Escape the idolatry of performance! We sanctify by presenting ourselves to God as we are, Bucharest abbot says

“Holiness, indeed, is the impossible. It is the impossible that God demands of man,” Protosyncellus Arsenie Irimiea, the abbot of Darvari Skete Monastery in Bucharest, told the faithful on the Sunday of All Saints.

Yet, most often, we “offer God mere theatre,” he cautioned.

In this regard, the abbot recalled that God tells the Israelites in Leviticus that their sacrifices disgust Him. “So much effort, so much ascetic struggle that, in truth, exhausts you and leads you nowhere! Has this ever happened to you? To be in the Church, or on the path, and yet you reach burnout.”

What is the Cross and How Do We Bear It?

Protosyncellus Arsenie Irimiea explained how the impossible becomes possible: “The saints became holy and were inscribed in the calendar because they resolved, against all evidence, to look to the Lord more than to the constructs of their own minds. This is the key by which man is set free and can escape all the deeds and passions that have robbed him of his freedom.”

“Holiness, in plain words, is this: Lord, against all evidence and against myself, I choose to follow Your lead.”

Continuing, the abbot defined holiness as he learned from a saintly elder: “Elder Arsenie Papacioc used to say that holiness means bearing one’s cross,” and “the cross means enduring what you do not like or accepting what is inconvenient.”

“The less you rebel against the unknown that God places before you, the freer you become,” Father Arsenie Irimiea explained.

“The daily cross is the choice to struggle with purpose, to respond with love, and not to repay evil with evil.
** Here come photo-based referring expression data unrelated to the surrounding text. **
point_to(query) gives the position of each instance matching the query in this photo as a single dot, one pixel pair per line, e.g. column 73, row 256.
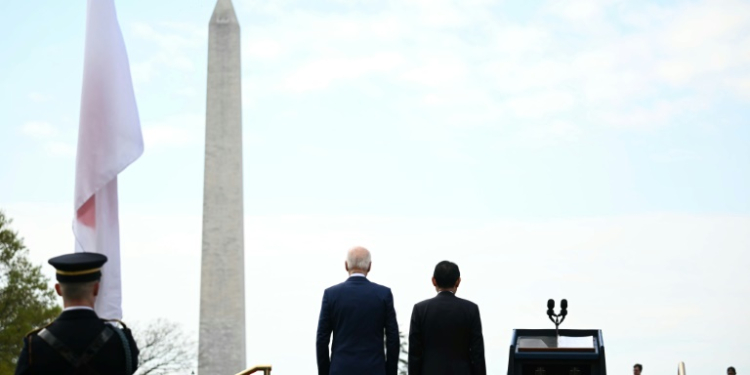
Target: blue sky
column 368, row 117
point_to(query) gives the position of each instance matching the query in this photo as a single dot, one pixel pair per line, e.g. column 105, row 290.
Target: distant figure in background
column 445, row 336
column 358, row 312
column 78, row 342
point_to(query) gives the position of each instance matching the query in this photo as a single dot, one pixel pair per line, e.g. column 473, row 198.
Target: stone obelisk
column 222, row 314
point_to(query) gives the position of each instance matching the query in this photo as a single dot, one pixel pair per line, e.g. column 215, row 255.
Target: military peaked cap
column 78, row 267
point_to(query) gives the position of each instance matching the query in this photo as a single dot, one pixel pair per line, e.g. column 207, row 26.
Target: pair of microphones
column 557, row 318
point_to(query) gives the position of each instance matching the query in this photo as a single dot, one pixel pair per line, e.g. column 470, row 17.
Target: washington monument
column 222, row 314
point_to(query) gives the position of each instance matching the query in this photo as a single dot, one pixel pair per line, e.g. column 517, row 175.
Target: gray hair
column 358, row 258
column 77, row 291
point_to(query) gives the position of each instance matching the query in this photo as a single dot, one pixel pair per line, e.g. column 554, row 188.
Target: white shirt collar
column 77, row 308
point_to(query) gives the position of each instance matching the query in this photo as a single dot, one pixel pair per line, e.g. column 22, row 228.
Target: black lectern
column 557, row 351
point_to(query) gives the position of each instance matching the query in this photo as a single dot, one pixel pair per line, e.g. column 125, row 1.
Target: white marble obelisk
column 222, row 314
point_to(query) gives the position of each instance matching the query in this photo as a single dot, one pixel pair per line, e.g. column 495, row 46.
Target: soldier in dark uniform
column 78, row 342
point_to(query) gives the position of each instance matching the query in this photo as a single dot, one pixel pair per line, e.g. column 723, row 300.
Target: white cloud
column 38, row 97
column 173, row 131
column 58, row 148
column 320, row 74
column 540, row 104
column 175, row 48
column 39, row 129
column 438, row 72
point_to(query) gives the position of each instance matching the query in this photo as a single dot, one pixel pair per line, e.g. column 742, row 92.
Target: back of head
column 446, row 274
column 358, row 258
column 78, row 291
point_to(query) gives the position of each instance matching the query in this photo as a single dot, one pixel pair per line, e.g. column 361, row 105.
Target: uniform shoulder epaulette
column 116, row 321
column 36, row 330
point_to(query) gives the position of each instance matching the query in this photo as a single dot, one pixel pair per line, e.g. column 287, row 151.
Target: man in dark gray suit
column 445, row 336
column 358, row 313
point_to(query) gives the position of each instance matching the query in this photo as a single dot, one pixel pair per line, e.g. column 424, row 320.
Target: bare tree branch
column 165, row 348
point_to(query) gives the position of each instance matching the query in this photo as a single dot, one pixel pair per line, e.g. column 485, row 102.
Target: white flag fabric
column 109, row 139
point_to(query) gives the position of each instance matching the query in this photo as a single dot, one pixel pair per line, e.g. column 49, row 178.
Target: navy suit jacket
column 358, row 312
column 445, row 337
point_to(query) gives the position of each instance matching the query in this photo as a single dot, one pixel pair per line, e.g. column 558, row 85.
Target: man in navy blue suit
column 445, row 335
column 359, row 313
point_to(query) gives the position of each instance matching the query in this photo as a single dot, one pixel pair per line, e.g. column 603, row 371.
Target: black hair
column 446, row 274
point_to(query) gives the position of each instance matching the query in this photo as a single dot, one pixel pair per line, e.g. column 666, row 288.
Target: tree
column 164, row 348
column 26, row 299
This leads to a holy realism.”

The Paradox of the Cross: Entering a Logic Beyond You

Protosyncellus Arsenie Irimiea in front of the icon and relic of Saint Matrona the Blind inside the monastery’s chapel dedicated to healing saints. Photo: Basilica.ro Files / Raluca Ene

Protosyncellus Arsenie Irimiea highlighted the paradox of the cross: “When life spirals out of control, when everything seems to collapse, when you’ve been alone for so long and don’t know why, when things no longer make sense, you are on the right path, the true path: you enter a logic that surpasses you.”

“If I cannot awaken from my own constructs and step off the stage where I play theatre, how else can I do it? My weakness—because I see that I am powerless and cannot be holy—brings me to the spiritual impostor complex.”

The abbot continued that one can stop playing theatre by doing two things: “First, strive not to compare yourself unhealthily with others or with the assumptions in your mind. Second, when you fall, do not dramatise it or remain down.”

“The moment you fall, nothing helps but to rise up, turn back, and say: Lord, have mercy on me, a sinner! Lord, even from hell, I will call You Father!”

“This is the cross—to bear what you do not like: to carry a repentance that does not satisfy you,” continued Abbot Arsenie Irimiea.

“To begin to live, you must step off the stage. But to abandon the theatre is martyrdom! You are already a martyr because you accept to live the life you have, in the state you are in, yet before God.”

You Are Sanctified by Showing Yourself as You Are

Abbot Arsenie Irimiea blessing the faithful in the courtyard of Darvari Skete. Photo: Basilica.ro / Raluca Ene

“You stand before the Lord and say: Lord, I trust in myself more. Lord, I’ve come to tell You I cannot do what You ask of me. Lord, I must be fully convinced of myself before I look to You.”
“Present yourself thus before God and listen to the silence with which He hears and bears with you. Then you will realise that all these things that harm us have a foundation. That foundation is called pride,” added the abbot of Darvari.

“You are sanctified by showing yourself to God as you are. When you do this, two things happen. First, you escape the idolatry of performance. ‘Come to Me, all you who labour and are heavy laden,’ says the Father, ‘and I will give you rest.’ If I am performance-driven, I do not qualify!”

“Abandon the idolatry of performance!” Protosyncellus Arsenie Irimiea urged the faithful. “What do you do? You idolise your own efforts and constantly whip yourself with ambition.”
Yet, “the more a person becomes aware of the inner light, the more grace comes. For this is the only way I can humble myself. And, beloved faithful, may God conclude and seal it in your hearts! Amen,” the abbot concluded.

The Darvari Skete Monastery in Bucharest holds one of Romania’s oldest copies of the Prodromitissa Icon of the Mother of God. In the Chapel of the Holy Healers, fragments of the relics of St. Silouan the Athonite, St. Matrona the Blind, and St. Nikephoros the Leper are kept.